I say "when I flew coach" because AFAIAC that phase of my life is over. I'll
pay to fly in a premium cabin when I have to fly. I consider myself fortunate
to have that option and a not unreasonable indulgence.

I actually have no problem with this seating per se because it fits into the
overall model of passenger/price segmentation. I'm not sure how much of this
will be aimed at the developed world since flying is already ridiculously
cheap in terms of real income [1].

I mean I've flown from NYC to SF return for @260. A mere 25 years ago in
Australia it was relatively common to take a 2-3 day train journey from Perth
to Sydney because a domestic flight was too expensive for many.

There are some general trends in the airline industry. First, first class is
rapidly disappearing (eg Qatar Airways doesn't even have a first class cabin
on many of its planes anymore). The reason is that business class is basically
what first class used to be. What's now premium economy isn't much worse than
what business class was 20 years ago.

[1]: [http://www.theatlantic.com/business/archive/2013/02/how-
airl...](http://www.theatlantic.com/business/archive/2013/02/how-airline-
ticket-prices-fell-50-in-30-years-and-why-nobody-noticed/273506/)

------
fooster
What about safety?

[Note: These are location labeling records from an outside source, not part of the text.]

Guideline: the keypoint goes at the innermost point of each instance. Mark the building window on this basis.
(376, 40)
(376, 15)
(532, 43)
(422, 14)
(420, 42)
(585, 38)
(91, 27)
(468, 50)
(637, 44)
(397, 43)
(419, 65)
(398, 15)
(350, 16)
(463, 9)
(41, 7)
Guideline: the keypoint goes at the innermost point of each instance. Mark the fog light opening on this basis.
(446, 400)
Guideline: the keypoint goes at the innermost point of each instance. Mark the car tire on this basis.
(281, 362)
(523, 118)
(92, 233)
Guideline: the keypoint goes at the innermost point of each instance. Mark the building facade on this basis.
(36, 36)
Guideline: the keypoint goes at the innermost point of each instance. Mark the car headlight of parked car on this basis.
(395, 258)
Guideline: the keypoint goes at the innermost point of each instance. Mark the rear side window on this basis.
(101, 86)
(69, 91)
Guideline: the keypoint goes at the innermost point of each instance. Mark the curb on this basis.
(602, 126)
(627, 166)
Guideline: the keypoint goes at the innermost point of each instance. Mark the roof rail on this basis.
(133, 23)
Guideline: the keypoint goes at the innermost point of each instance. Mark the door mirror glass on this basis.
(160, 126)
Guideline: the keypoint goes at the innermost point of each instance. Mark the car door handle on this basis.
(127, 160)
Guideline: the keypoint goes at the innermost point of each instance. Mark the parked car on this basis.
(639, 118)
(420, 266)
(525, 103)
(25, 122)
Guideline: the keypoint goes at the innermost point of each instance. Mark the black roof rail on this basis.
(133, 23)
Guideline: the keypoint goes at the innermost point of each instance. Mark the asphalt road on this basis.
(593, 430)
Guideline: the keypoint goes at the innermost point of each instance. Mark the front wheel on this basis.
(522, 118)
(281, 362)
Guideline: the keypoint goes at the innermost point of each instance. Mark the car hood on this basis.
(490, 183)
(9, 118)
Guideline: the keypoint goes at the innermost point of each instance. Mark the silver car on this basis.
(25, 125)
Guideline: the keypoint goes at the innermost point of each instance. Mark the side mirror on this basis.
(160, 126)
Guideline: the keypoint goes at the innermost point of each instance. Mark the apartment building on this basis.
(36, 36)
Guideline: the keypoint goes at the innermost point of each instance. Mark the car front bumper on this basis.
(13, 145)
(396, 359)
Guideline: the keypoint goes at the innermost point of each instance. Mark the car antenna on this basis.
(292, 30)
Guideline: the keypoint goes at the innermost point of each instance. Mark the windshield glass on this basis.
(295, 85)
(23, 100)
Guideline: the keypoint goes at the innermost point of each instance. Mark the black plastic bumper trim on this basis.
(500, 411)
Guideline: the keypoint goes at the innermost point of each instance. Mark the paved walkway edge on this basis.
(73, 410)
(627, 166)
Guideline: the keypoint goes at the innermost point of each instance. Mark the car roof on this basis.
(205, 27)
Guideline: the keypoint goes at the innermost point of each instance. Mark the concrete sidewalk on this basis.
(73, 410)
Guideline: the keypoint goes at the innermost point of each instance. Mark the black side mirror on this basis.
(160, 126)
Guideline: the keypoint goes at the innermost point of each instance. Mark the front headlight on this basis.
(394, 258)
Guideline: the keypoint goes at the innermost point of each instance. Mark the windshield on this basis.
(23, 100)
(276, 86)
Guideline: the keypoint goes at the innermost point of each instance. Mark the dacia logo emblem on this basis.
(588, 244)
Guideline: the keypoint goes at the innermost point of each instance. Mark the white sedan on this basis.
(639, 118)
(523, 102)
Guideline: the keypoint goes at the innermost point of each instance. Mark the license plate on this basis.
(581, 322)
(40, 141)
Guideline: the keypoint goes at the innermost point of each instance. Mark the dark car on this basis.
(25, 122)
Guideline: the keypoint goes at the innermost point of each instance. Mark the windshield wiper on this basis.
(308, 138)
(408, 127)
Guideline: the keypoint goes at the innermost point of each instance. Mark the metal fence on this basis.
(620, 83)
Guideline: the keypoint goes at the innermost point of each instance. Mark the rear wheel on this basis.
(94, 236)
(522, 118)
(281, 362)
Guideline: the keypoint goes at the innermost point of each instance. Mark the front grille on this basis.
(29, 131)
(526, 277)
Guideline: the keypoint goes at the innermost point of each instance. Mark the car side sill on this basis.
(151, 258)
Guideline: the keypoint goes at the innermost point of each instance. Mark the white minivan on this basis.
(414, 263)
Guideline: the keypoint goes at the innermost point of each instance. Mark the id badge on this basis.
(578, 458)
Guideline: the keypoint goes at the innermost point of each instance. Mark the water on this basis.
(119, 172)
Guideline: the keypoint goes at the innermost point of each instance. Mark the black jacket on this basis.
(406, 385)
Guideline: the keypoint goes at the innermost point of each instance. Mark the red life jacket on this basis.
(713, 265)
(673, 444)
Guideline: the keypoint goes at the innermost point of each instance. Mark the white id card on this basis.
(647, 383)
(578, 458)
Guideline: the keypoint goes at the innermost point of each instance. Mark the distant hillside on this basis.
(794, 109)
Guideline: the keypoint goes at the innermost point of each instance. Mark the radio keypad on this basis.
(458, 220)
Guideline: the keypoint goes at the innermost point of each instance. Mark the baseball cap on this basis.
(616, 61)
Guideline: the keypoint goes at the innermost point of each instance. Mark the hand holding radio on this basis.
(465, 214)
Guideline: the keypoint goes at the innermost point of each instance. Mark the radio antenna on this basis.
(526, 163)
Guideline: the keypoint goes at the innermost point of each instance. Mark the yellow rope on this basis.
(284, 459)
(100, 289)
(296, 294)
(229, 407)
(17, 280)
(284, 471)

All this stuff the flight attendants get on with about
making sure all "cabin baggage is safely stowed either in a bin or beneath the
seats" is so you don't trip up on crap in an emergency. Well, I guess thats no
longer an issue...

------
swasheck
"crash position" just more awkward. about have a hard landing? just put your
face in my lap.

also, folks with motion sickness would make these flights interesting.

from an efficiency perspective, this seems like a pretty sound design, though.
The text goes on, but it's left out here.